A dispute over natural gas prices could signal greater difficulties ahead for Argentina's government. An Argentine federal court ordered on July 7 that increases in the price of natural gas implemented by President Mauricio Macri be halted. Since the beginning of the year, the government has paid producers more for natural gas, pushing up costs for consumers. The hike is part of a plan to both reduce energy consumption in the country and spur more production by private firms. More broadly, the strategy is part of the administration's attempt to reverse Argentina's energy deficit, reduce energy subsidies, attract investors to the country's natural gas sector and eventually raise the government's share of energy revenue.
But before the court's intervention, natural gas bills had risen by as much as 1,000 percent in some provinces. The price hike also ratcheted up the cost of electricity for consumers. In response to the court ruling, Macri's administration capped all natural gas price hikes to consumers at 400 percent and scheduled public hearings for October to determine the scope of the increases. The government also appealed the court ruling, and a decision on the matter is expected from the Supreme Court within months.
The lower court's decision will be a significant hurdle for Macri's administration to overcome. Argentina is trying to get clear of the financial isolation and lingering political effects of the economic crisis that followed its 2001 foreign debt default.
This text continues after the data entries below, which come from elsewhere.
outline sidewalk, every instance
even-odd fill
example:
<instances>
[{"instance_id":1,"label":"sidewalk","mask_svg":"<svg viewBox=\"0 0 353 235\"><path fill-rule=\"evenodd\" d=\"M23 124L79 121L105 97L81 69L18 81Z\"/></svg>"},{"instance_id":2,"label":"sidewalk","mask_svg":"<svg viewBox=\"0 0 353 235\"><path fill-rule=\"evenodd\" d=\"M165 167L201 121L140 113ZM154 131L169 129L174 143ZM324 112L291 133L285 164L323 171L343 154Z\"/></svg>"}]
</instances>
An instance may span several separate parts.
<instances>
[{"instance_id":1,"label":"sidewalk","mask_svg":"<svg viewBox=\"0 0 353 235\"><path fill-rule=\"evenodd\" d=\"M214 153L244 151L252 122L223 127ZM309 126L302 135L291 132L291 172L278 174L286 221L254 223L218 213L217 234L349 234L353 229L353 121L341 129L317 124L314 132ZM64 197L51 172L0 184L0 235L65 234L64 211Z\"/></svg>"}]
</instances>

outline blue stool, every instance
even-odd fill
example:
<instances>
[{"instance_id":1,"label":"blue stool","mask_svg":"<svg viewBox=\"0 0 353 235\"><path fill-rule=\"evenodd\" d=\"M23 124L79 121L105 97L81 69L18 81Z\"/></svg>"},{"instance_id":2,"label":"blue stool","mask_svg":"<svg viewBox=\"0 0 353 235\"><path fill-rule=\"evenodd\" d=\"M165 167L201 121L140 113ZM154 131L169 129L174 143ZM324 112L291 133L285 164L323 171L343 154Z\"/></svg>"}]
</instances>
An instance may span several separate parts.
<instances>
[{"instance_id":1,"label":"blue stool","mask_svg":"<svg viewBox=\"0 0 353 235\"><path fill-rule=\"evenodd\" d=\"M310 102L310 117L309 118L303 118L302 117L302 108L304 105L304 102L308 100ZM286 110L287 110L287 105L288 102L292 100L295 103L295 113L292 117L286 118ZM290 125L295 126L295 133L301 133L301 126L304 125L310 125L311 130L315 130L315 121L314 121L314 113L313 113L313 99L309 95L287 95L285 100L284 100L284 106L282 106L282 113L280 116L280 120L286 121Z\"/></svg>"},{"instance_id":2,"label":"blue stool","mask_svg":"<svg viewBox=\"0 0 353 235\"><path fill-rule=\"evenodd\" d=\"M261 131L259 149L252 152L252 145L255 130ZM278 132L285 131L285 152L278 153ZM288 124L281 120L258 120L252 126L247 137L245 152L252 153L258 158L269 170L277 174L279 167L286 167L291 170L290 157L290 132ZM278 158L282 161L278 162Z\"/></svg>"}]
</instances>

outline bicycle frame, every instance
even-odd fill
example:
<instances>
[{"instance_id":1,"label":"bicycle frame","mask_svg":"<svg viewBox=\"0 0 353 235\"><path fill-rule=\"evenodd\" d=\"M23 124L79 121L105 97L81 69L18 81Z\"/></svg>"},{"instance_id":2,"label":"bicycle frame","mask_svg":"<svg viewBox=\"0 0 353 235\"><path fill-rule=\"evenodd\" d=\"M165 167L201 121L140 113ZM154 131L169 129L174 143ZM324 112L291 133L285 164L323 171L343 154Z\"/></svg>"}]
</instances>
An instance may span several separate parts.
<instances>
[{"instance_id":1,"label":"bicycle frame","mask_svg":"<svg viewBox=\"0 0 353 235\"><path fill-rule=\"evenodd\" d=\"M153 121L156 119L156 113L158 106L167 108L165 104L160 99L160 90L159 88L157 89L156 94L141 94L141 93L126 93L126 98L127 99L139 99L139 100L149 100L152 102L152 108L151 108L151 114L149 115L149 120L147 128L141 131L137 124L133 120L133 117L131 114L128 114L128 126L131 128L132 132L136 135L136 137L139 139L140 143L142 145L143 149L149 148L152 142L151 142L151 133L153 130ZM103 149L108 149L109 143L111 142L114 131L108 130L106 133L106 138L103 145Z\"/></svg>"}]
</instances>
The magnitude of the economic crisis, and the pervasive political instability it led to, prompted the administrations of former President Nestor Kirchner and his wife, Cristina Fernandez de Kirchner, to prioritize social stability through utility subsidies, among other measures.
The government has kept the price of natural gas, which is largely used for electricity generation, relatively unchanged since 2003, making only minor adjustments to accelerate production. But Argentina's production of natural gas has declined steadily, from nearly 52 billion cubic meters in 2005 to 43 billion cubic meters in 2015, and the country has shifted from being an energy exporter to a net importer. Unsurprisingly, the renewal of Argentina's flagging upstream energy sector has been a priority for the Macri administration. Before the court's ruling, the government raised the average price of natural gas at the wellhead from about $5.20 to $7.50 per million British thermal units. Now, the price under the new cap would cover only about 70 percent of the cost of production, according to one estimate. The court ruling presents an immediate challenge to the effort to increase natural gas production because it leaves future price increases in legal limbo, even if temporarily.
But even if the government successfully raises natural gas prices, the initiative could come at a political price. The two largest Peronist blocs in congress, the Renewal Front and the Front for Victory, have declared their opposition to the broadly unpopular price increases. By positioning themselves against such austerity measures, they hope to make some gains among disaffected voters in next year's legislative elections. The opposition coalitions are also pushing for a bill to rescind the price hikes.
Macri is still relatively popular among voters, holding the approval of about half the electorate. But the government's austerity measures, which will increase unemployment and inflation in the short term, could cost the ruling Cambiemos coalition seats in the midterm elections. If they do, it would complicate the administration's attempts to pass legislation, including any planned amendments to laws that would favor investors. This does not necessarily mean future legislation would be stalled but that Cambiemos might face tougher negotiations with the opposition.
The political wrangling could also discourage energy investors from committing to Argentina's energy sector until a more stable price scheme is instituted. But neither the court's intervention nor a potential reversal of fortune in the elections will for certain stop Macri's plans to raise prices, although they could complicate them.
What the Future Holds
Over the next few months, there will likely be some resolution to the natural gas dispute between the government and the courts. The current legal challenge shows that the administration's economic reform efforts are subject to political pressure. The October hearings are unlikely to conclusively stall the natural gas price increases, but they will limit them. While the legal battle could hurt some prospective energy investments, there are ways for the government to mitigate that harm. Bilateral negotiations between Argentine regulators and energy firms could lead to favorable concessions that might attract investment regardless of whether Macri faces further constraints in raising natural gas prices for producers.
The pricing dispute and the risk of losing seats in congress are likely to be temporary setbacks in Argentina's economic opening. The principal barriers to investment were overcome earlier in the year when Argentina settled its foreign debt dispute with bondholders. The pace of that opening, however, will be important to investors, making the Supreme Court's eventual ruling and the 2017 elections key events to monitor in the country's economic recovery.